第49話 事故

「全治一週間、と言ったところですね」


 運ばれた先での、お医者さんの言葉。

 僕はその微妙な期間にため息をつく。

 治るのが図書館公演ぎりぎりになってしまう。


「そうですか、よかった……」


 僕の内心とは裏腹に、翡翠はとても安心したように息を吐いている。僕の生死にかかわる怪我じゃなくてよかった、と思っているようだ。


「完治まで安静にしてくださいね」


 お医者さんはそう言って、僕と翡翠を待合室に帰す。

 ちなみに僕は、右足をぐるぐる巻きにされ、松葉杖をついた状態だ。車いすの貸出も検討したが、扱いが難しいとのことでやめることになった。


「いや、ほんとに、大事なくてよかったよ」


 待合室を出たところで、翡翠が言ってくる。

 僕としては、公演に支障が出るのは、大事なのだが……。


「さっき、メールしたら、母さん迎えに来てくれるって、待ってようぜ」


「ああ、悪いな」


 翡翠の言葉に、僕は本当に申し訳なくなる。

 翡翠のご両親には迷惑をかけっぱなしだ。

 今度、何か恩返ししなくては。


 僕がそんなことを考えていると、翡翠があることにやっと気づく。


「なあ、お前。全治一週間って言うと、公演は……」


 だんだん青ざめていく翡翠。


「そうだよ、間に合わないかもしれない」


「俺が、もっと気を付けていれば……」


 翡翠がうなだれる。

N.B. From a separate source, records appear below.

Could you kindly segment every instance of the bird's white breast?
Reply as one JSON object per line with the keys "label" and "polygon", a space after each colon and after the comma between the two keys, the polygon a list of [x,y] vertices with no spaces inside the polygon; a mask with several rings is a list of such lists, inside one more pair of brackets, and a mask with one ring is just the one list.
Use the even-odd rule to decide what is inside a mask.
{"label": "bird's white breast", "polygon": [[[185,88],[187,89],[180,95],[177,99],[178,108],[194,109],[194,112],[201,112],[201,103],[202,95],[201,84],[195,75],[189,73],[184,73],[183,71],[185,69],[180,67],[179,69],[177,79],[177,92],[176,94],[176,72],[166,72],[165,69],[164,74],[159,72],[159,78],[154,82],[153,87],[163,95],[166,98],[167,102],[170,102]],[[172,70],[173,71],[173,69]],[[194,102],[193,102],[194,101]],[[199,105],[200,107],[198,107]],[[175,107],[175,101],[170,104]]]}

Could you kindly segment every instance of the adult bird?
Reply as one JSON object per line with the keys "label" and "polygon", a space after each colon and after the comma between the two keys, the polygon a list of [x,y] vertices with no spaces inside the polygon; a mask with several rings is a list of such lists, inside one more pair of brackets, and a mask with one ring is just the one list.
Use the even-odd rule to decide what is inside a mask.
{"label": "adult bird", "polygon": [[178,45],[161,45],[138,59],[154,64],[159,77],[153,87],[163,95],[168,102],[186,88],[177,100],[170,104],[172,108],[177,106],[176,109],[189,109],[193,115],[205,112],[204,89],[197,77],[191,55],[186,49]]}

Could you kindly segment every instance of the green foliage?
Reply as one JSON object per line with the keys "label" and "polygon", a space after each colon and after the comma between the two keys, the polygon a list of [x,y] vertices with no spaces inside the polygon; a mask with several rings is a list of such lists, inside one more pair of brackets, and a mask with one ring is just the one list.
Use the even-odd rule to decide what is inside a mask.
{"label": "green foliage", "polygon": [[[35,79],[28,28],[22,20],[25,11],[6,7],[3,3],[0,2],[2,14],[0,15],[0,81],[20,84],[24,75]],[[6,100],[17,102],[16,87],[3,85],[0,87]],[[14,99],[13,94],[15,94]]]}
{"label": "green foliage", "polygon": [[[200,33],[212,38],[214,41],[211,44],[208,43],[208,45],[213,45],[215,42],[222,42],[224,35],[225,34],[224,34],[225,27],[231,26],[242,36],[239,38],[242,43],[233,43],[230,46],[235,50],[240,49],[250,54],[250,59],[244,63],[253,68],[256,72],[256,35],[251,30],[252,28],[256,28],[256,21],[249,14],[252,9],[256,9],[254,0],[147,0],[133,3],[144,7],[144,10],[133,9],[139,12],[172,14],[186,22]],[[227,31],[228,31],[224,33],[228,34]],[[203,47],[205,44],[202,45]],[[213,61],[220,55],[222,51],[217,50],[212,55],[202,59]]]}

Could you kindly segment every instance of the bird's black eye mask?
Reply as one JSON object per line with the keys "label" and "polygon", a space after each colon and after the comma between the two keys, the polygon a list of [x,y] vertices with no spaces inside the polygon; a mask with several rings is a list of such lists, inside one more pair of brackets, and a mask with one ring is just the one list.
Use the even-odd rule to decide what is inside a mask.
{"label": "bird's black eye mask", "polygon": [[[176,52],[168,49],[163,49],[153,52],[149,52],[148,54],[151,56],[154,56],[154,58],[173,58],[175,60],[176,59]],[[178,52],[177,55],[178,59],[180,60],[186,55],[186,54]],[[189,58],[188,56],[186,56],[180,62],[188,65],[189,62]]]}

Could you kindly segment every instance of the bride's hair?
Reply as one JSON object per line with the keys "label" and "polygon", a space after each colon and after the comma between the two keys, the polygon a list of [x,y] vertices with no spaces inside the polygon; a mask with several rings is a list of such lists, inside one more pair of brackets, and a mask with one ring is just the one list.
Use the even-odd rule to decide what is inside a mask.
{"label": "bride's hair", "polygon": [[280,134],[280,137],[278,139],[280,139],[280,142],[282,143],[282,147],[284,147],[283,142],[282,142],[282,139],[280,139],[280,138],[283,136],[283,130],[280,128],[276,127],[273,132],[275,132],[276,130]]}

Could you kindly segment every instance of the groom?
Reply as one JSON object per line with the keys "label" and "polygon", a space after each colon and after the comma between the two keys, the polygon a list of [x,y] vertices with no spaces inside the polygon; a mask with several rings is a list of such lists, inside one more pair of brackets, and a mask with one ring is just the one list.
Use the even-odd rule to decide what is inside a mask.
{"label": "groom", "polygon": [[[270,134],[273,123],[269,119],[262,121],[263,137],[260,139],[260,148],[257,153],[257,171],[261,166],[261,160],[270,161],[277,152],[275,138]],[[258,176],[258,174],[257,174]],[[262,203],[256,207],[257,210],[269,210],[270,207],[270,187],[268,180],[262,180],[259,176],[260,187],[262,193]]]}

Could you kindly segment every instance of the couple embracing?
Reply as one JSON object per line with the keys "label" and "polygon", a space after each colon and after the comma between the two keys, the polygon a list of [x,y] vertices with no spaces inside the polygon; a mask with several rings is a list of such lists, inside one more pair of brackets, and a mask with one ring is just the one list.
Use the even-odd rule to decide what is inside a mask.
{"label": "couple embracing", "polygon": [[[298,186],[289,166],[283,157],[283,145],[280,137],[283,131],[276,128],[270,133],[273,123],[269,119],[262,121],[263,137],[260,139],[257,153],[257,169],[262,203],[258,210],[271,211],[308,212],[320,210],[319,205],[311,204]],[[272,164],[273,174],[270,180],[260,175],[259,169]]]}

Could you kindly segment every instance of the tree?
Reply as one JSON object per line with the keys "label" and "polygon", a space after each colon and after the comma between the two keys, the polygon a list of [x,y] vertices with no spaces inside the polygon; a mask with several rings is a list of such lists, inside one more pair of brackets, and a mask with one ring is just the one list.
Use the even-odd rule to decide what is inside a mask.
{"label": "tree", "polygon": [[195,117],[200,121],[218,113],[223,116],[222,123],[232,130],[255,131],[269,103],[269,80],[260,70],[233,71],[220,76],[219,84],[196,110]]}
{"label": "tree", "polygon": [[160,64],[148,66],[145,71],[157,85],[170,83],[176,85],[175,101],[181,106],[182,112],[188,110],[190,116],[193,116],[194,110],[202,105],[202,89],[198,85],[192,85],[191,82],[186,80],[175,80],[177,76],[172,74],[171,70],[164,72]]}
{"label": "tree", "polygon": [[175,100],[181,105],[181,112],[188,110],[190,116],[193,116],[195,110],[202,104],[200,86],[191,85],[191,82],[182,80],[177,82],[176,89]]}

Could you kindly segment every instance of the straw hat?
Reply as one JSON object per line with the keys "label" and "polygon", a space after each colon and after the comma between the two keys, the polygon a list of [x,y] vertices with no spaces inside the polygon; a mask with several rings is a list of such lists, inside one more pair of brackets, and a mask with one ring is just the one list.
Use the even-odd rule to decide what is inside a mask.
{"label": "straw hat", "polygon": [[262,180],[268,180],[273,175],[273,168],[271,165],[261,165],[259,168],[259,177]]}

確かに、翡翠を庇う形で僕は今回怪我をした。

 だが、翡翠に落ち度はない。

 悪いとすれば、僕に車をぶつけてきたあの運転手だ。


「お前は悪くないよ」


「けがをしたのが俺だったらよかったのにな」


 翡翠が悔しそうに言うが、僕はそんな翡翠に突っ込まずにいられない。


「お前がけがをしたとしても、公演ヤバいんだから一緒だろ」


「だけどさ……」


 歯切れ悪く言ってくる翡翠。

 そんな翡翠に耳打ちをする。


「お前が怪我するより、僕がした方が、二次元病の恩恵を受けてなおるかもしれないだろ?」


 その言葉に目を見開く翡翠。


「おま、それ、かけみたいなもんだぞ?」


 翡翠の言葉に僕は肩をすくめる。


「怪我してしまったものはしょうがないさ。どうにか治せるよう、ゆっくり休むよ」


「ごめん……」


 翡翠はよほど責任を感じているのか、再び僕に謝った。


 しばらくして、翡翠の母親が迎えに来てくれ、僕たちは翡翠の家に戻る。


 お風呂などは、包帯の上にビニールを巻いて何とかうまくやった。

 翡翠の両親はけが人の僕の世話をかいがいしく焼いてくれ、滋養のつく料理や、一階に僕の寝どこまで用意してくれるという至れり尽くせりだった。彼らもどこかで、自分の息子を庇って事故に遭った僕に感謝の念や、負い目を感じているのかもしれない。



「電気けすぞー」


 夜の9時ごろ、一階の新しい寝床に入った僕に翡翠が言ってくる。


「おう」


 僕は、自分の胸元の布団を引っ張りながら言う。

 なんだか、少し寒かった。


「あ、そうだ。みんなへの連絡はしておいたから」


 出て行きかけた翡翠だったが、振り向きざまに言ってくる。


「ああ、ありがとう」


 僕はみんなへの連絡などということはすっかり忘れていたので、翡翠のその手際の良さに感心する。まあ、当事者である僕より落ち着いている、ともいえるが。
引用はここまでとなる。